In this sense, the 2010s and 2020s are shaping up to be directionally similar to the 1930s and 1940s in terms of de-globalization, which mirrors the fact that the fiscal and monetary policies are similar to that period as well.
Tech (deflationary) vs. Oil (inflationary)
Oil is the biggest commodity by far in terms of annual commodity revenue. … Decades with low inflation tend to be characterized by periods of commodity abundance, and decades of high inflation tend to be characterized by periods of commodity scarcity. For nearly a decade, commodities have been pretty cheap, and this has dis-incentivized companies from spending money to bring new supplies online.
… Over the long run, we should indeed see tech companies outperform oil, because they are able to compound value. But it goes in massive cycles, with some long periods of oil outperformance as well. … Investors tend to overpay for tech stocks during times of commodity oversupply/cheapness.

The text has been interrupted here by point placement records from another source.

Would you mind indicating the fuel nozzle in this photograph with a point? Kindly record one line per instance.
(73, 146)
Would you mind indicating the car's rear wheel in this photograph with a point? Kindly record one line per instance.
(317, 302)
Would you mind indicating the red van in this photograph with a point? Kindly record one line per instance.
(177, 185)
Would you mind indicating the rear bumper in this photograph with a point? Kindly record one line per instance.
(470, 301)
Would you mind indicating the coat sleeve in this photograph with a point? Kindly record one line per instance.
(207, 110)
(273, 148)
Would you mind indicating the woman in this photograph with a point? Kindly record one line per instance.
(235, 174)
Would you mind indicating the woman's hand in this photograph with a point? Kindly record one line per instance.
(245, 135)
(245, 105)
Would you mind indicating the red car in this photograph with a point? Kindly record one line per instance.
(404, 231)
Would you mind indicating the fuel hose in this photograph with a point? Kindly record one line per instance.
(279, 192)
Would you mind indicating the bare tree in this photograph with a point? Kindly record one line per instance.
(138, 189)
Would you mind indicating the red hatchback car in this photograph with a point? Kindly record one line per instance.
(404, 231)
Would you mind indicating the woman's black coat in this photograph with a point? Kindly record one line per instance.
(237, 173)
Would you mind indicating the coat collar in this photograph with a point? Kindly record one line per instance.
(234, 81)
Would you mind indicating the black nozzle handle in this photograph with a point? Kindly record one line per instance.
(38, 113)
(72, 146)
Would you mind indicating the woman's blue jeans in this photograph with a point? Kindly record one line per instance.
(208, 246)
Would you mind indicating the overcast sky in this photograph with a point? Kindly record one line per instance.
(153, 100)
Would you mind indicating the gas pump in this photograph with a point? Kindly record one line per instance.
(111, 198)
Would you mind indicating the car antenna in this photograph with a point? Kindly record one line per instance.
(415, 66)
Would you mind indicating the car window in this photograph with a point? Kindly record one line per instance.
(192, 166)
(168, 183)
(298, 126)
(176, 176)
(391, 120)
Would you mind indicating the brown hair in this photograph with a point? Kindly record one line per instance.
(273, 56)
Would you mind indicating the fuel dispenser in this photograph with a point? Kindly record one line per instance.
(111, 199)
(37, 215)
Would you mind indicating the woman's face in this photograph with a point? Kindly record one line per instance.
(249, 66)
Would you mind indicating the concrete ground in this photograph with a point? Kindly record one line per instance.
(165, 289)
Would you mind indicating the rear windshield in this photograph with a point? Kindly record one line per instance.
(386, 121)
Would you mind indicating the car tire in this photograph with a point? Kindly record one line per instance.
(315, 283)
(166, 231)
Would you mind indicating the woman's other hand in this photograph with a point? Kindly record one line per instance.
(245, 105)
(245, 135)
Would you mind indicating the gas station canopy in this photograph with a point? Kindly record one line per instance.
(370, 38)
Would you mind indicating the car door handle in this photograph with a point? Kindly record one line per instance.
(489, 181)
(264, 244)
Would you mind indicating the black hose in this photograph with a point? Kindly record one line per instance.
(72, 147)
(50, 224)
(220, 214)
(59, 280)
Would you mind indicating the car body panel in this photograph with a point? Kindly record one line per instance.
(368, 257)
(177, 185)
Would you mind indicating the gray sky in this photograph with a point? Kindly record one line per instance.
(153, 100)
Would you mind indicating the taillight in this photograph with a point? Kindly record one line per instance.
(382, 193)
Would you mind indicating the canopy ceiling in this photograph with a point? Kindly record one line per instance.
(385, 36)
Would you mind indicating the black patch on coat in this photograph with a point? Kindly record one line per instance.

… My base case is that as we head deeper into the 2020s, with various supply chain problems, de-globalization, and less new oil supply coming online, that another longer-run commodity bull market is setting itself up. It won’t be a straight line, of course, and … this comes at a time when tech/growth stocks are very highly-valued by historical standards. Plus, the rate of margin growth may have peaked for the cycle…
Conclusion and Strategy
…This continues to be an environment where inflation is running higher than the prevailing interest rate that you can get on bank accounts or Treasuries. …This means that people’s cash money is gradually losing purchasing power. Inflation-adjusted interest rates haven’t been this negative since the 1970s. A consequence of this is that it pushes people further out on the risk spectrum…. People are historically quite overweight equity exposure at this time, for example.
Basically, devaluing money encourages the formation of asset bubbles, but policymakers find themselves with little other choice due to the high debt levels that…have built up in the system.
I continue to prefer good stocks and hard assets in this environment with a long-term view, but investors should be prepared for volatility along the way.